Donut Age: America's Donut Magazine

Modern Bibliomancy

Via bobblog, a game to play with books:

1. Grab the nearest book.
2. Open the book to page 23.
3. Find the fifth sentence.
4. Post the text of the sentence in your journal along with these instructions.
( http://www.bob-and-jenna.org/bobblog/archives/000226.html )

My result? I think I need a judge's ruling. The closest book was Pynchon's The Crying of Lot 49 (Harper Perennial paperback). However, page 23 is the start of Chapter 2, and there are only three sentences on it. One possibility would be to choose the final sentence on the page:

Mucho was sad to see her go, but not desperate, so after telling him to hang up if Dr Hilarius called and look after the oregano in the garden, which had contracted a strange mold, she went.
( Pynchon. The Crying of Lot 49. New York: Harper & Row, 1966. 23. )

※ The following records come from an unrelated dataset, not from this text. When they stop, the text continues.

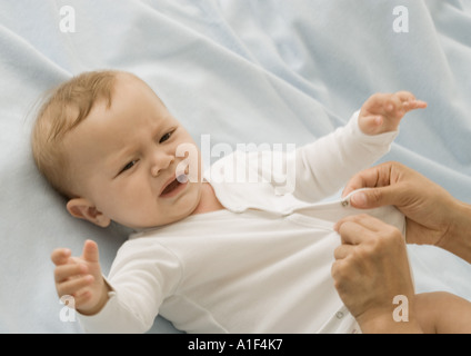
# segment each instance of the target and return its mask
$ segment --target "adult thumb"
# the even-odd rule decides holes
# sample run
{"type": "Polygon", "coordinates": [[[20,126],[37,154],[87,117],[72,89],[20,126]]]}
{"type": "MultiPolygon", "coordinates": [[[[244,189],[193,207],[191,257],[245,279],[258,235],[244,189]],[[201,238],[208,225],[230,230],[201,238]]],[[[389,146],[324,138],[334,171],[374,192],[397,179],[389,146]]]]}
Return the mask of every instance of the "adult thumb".
{"type": "Polygon", "coordinates": [[[82,258],[89,263],[99,261],[98,245],[96,241],[87,240],[83,244],[82,258]]]}
{"type": "Polygon", "coordinates": [[[362,189],[351,194],[350,204],[358,209],[372,209],[387,205],[395,205],[394,191],[391,189],[391,186],[362,189]]]}

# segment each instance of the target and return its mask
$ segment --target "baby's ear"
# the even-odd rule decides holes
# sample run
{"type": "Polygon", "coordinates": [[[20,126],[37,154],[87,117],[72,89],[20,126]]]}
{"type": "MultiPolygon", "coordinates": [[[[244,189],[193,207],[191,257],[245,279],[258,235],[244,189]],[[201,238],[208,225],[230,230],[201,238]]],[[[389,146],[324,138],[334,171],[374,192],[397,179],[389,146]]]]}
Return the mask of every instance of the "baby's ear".
{"type": "Polygon", "coordinates": [[[107,227],[110,225],[111,219],[97,210],[88,199],[73,198],[67,202],[67,210],[71,216],[79,219],[89,220],[100,227],[107,227]]]}

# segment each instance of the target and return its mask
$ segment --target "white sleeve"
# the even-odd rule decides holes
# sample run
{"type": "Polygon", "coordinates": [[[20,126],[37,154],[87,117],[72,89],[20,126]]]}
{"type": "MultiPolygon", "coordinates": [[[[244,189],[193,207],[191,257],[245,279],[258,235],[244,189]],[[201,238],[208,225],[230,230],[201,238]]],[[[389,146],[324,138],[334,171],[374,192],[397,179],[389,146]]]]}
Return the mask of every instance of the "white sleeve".
{"type": "Polygon", "coordinates": [[[324,199],[389,152],[399,131],[365,135],[358,126],[359,112],[354,112],[344,127],[298,148],[295,155],[288,155],[288,165],[291,159],[294,168],[291,169],[294,197],[308,201],[324,199]]]}
{"type": "Polygon", "coordinates": [[[106,306],[92,316],[79,314],[78,319],[86,333],[146,333],[180,278],[178,259],[156,239],[127,241],[107,279],[113,290],[106,306]]]}

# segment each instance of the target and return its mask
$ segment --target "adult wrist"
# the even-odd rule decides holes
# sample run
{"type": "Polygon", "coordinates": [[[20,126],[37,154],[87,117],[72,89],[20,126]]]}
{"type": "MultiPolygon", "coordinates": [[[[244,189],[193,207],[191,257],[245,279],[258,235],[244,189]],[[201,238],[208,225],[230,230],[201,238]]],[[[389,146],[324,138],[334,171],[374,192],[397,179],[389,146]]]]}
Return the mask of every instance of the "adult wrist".
{"type": "Polygon", "coordinates": [[[471,264],[471,205],[458,201],[447,235],[438,246],[471,264]]]}
{"type": "Polygon", "coordinates": [[[422,328],[413,316],[407,320],[394,320],[392,313],[374,317],[357,319],[363,334],[423,334],[422,328]]]}

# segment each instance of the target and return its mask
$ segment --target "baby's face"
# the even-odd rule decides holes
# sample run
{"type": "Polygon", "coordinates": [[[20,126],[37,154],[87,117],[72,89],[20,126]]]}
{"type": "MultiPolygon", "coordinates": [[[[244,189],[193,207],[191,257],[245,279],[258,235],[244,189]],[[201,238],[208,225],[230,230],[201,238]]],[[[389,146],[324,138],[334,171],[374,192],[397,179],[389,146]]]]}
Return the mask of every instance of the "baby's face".
{"type": "Polygon", "coordinates": [[[101,214],[97,225],[110,219],[131,228],[166,225],[191,215],[200,201],[201,170],[194,167],[201,158],[193,139],[136,78],[119,76],[111,107],[97,103],[64,146],[74,191],[90,202],[90,214],[101,214]],[[193,155],[178,154],[179,147],[193,155]],[[192,179],[176,180],[189,167],[192,179]]]}

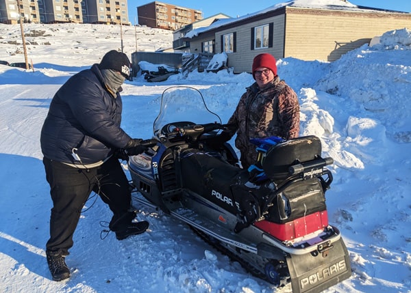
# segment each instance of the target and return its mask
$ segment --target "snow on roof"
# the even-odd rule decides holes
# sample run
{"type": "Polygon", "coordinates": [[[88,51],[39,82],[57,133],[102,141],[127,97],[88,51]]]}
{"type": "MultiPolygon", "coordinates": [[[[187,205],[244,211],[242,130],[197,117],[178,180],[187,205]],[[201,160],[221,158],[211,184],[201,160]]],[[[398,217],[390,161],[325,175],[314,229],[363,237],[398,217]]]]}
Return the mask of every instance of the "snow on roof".
{"type": "MultiPolygon", "coordinates": [[[[349,10],[367,12],[394,12],[393,10],[373,8],[365,6],[358,6],[346,0],[294,0],[288,2],[283,2],[278,4],[275,4],[262,10],[260,10],[251,14],[245,14],[242,16],[240,16],[236,18],[219,19],[217,21],[214,22],[208,27],[200,27],[188,31],[186,34],[185,37],[191,38],[197,36],[199,33],[203,33],[205,31],[208,31],[209,30],[222,27],[229,23],[235,23],[236,21],[249,18],[258,14],[263,14],[270,11],[277,10],[284,8],[284,6],[298,8],[349,10]]],[[[401,13],[401,12],[395,12],[401,13]]]]}

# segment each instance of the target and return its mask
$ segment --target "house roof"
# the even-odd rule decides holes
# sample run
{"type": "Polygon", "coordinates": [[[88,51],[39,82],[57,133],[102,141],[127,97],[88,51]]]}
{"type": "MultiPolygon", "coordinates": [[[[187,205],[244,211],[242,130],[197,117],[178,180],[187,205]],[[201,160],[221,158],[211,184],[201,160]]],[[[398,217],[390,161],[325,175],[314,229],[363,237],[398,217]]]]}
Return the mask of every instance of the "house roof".
{"type": "Polygon", "coordinates": [[[288,2],[284,2],[270,6],[262,10],[254,13],[248,14],[236,18],[219,19],[208,27],[199,27],[188,31],[186,34],[186,38],[192,38],[197,36],[199,34],[209,31],[220,27],[233,24],[236,22],[242,21],[247,18],[251,18],[260,14],[267,12],[279,10],[284,8],[308,8],[308,9],[321,9],[327,10],[342,10],[357,12],[374,12],[374,13],[404,13],[408,12],[399,12],[395,10],[388,10],[379,8],[374,8],[366,6],[360,6],[352,4],[346,0],[294,0],[288,2]]]}

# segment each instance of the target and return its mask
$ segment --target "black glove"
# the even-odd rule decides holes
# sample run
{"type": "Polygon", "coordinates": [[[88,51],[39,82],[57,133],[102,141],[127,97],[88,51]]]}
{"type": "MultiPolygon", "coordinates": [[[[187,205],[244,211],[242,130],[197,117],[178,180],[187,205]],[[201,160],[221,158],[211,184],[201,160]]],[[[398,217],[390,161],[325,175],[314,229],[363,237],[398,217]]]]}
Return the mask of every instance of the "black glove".
{"type": "Polygon", "coordinates": [[[147,150],[149,148],[142,145],[142,141],[141,139],[131,139],[124,147],[125,153],[129,156],[136,156],[147,150]]]}
{"type": "Polygon", "coordinates": [[[136,156],[140,154],[157,144],[155,139],[146,139],[143,141],[141,139],[132,139],[127,143],[124,150],[129,156],[136,156]]]}

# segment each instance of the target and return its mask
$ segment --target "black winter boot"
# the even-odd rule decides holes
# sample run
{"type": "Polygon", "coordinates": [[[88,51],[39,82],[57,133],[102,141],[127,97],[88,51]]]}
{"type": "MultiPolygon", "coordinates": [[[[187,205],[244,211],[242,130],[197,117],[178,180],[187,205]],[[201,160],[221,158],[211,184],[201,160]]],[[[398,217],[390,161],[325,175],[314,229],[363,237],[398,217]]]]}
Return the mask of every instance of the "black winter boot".
{"type": "Polygon", "coordinates": [[[116,232],[116,238],[119,240],[127,238],[132,235],[137,235],[144,233],[149,227],[149,222],[142,221],[141,222],[130,223],[125,229],[116,232]]]}
{"type": "Polygon", "coordinates": [[[132,235],[144,233],[149,227],[149,222],[132,222],[136,218],[136,211],[129,211],[121,217],[114,216],[110,222],[110,229],[116,232],[117,240],[122,240],[132,235]]]}
{"type": "Polygon", "coordinates": [[[47,264],[54,281],[62,281],[70,277],[70,269],[64,262],[65,256],[58,253],[47,251],[47,264]]]}

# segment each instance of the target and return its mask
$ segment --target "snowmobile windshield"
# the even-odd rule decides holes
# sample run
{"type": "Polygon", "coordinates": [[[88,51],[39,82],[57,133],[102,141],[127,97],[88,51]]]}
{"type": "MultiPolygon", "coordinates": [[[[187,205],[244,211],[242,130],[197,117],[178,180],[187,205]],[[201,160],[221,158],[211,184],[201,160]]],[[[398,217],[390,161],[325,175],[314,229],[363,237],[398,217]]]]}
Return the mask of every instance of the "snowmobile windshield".
{"type": "Polygon", "coordinates": [[[160,113],[153,128],[154,135],[160,137],[177,127],[208,123],[221,124],[221,119],[208,109],[198,89],[177,86],[163,92],[160,113]]]}

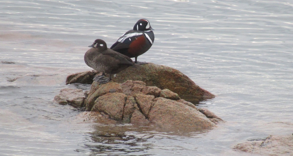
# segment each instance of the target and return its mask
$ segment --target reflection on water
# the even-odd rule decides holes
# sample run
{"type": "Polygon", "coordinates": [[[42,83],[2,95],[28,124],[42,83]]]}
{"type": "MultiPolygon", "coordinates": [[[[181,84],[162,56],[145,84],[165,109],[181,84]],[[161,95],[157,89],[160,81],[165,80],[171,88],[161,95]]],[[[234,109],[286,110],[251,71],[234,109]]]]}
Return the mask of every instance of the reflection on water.
{"type": "Polygon", "coordinates": [[[0,155],[251,155],[231,148],[292,133],[291,1],[93,2],[0,2],[0,155]],[[155,38],[140,59],[216,95],[194,102],[226,122],[203,132],[108,125],[52,102],[64,88],[89,88],[65,84],[91,70],[87,46],[97,38],[110,46],[143,18],[155,38]]]}

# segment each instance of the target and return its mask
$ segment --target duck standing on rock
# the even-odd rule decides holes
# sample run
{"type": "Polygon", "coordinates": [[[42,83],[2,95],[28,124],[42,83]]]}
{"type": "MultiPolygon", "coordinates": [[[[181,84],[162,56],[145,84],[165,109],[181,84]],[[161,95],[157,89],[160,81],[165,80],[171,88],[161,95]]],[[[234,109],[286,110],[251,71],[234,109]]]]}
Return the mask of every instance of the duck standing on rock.
{"type": "Polygon", "coordinates": [[[125,33],[117,40],[110,49],[132,58],[134,57],[135,63],[143,64],[145,62],[137,62],[137,56],[147,51],[151,46],[155,39],[152,30],[154,30],[149,21],[141,19],[137,21],[133,30],[125,33]]]}
{"type": "Polygon", "coordinates": [[[100,84],[111,80],[113,74],[117,74],[130,66],[135,68],[140,66],[128,57],[107,48],[106,43],[100,39],[96,40],[88,47],[92,48],[84,54],[84,62],[90,67],[103,72],[101,76],[96,76],[93,79],[100,84]],[[105,73],[109,74],[108,78],[105,77],[105,73]]]}

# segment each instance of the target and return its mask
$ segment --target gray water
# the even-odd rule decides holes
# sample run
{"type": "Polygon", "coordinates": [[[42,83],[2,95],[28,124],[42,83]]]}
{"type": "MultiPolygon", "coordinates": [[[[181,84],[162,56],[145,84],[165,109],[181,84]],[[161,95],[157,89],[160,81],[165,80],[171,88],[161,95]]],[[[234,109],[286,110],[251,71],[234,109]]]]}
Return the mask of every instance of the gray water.
{"type": "Polygon", "coordinates": [[[292,133],[291,1],[132,1],[0,2],[0,155],[255,155],[232,148],[292,133]],[[199,131],[83,122],[52,101],[75,87],[67,75],[91,70],[88,46],[110,47],[142,18],[155,39],[139,60],[216,95],[198,106],[225,122],[199,131]]]}

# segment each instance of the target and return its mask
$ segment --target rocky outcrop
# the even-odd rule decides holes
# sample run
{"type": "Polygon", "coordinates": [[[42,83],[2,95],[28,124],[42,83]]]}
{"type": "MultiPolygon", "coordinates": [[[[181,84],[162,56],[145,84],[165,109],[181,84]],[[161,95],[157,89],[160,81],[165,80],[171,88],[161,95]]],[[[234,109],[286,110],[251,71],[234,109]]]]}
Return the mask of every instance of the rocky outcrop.
{"type": "Polygon", "coordinates": [[[238,144],[234,148],[262,155],[293,155],[293,136],[270,135],[265,139],[238,144]]]}
{"type": "Polygon", "coordinates": [[[82,90],[65,88],[60,91],[59,94],[54,98],[54,100],[59,104],[69,104],[75,107],[82,107],[86,98],[82,90]]]}
{"type": "Polygon", "coordinates": [[[205,113],[202,113],[194,105],[168,89],[146,85],[142,81],[131,80],[120,84],[110,82],[99,84],[94,82],[86,99],[82,96],[84,102],[79,103],[82,106],[73,104],[77,101],[69,100],[75,97],[79,102],[79,97],[82,94],[80,89],[62,89],[55,99],[59,104],[70,102],[74,106],[85,107],[88,111],[99,112],[107,118],[126,123],[150,122],[201,129],[215,126],[217,122],[214,118],[221,120],[207,110],[203,112],[205,113]],[[77,93],[79,95],[76,96],[77,93]],[[74,95],[64,95],[71,94],[74,95]]]}
{"type": "MultiPolygon", "coordinates": [[[[93,79],[98,73],[96,71],[88,71],[69,75],[67,79],[66,84],[91,84],[93,79]]],[[[115,77],[113,77],[111,82],[122,83],[128,80],[140,81],[144,82],[146,85],[149,87],[158,88],[154,91],[157,93],[159,91],[158,89],[168,89],[188,101],[196,102],[204,99],[214,97],[214,95],[196,85],[178,70],[150,63],[143,65],[139,69],[128,68],[117,74],[115,77]]],[[[141,86],[137,85],[139,89],[141,86]]],[[[144,88],[144,90],[140,91],[146,93],[148,89],[144,88]]],[[[155,93],[150,94],[154,94],[156,97],[159,96],[155,93]]]]}

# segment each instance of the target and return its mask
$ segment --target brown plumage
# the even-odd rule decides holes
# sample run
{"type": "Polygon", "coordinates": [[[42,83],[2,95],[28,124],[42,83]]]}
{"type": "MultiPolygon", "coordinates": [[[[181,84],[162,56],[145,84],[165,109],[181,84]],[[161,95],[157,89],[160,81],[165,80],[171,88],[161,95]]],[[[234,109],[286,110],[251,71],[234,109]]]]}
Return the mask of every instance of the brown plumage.
{"type": "Polygon", "coordinates": [[[102,76],[94,79],[100,84],[110,81],[112,74],[117,74],[130,66],[135,68],[140,66],[128,57],[107,48],[106,43],[102,40],[96,40],[88,47],[93,48],[84,54],[84,62],[89,67],[103,73],[102,76]],[[103,77],[105,73],[109,74],[108,78],[103,77]]]}

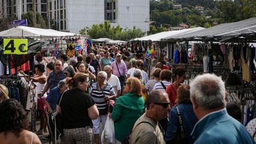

Another option would be to take the fifth sentence after the start of page 23, i.e. sentence two on page 24:

But it [San Narciso] had been Pierce's domicile, and headquarters: the place he'd begun his land speculating in ten years ago, and so put down the plinth course of capital on which everything afterward had been built, however rickety or grotesque, toward the sky; and that, she supposed, would set the spot apart, give it an aura.
( Pynchon. The Crying of Lot 49. New York: Harper & Row, 1966. 24. )

Of course, the strictly accurate response would be Ø, which I think Pynchon would approve. (Geek note: that is really the "O-slash" [& #216;] character rather than a true null-set symbol because the unicode for null -- & #2205; -- is apparently not supported in HTML 4.)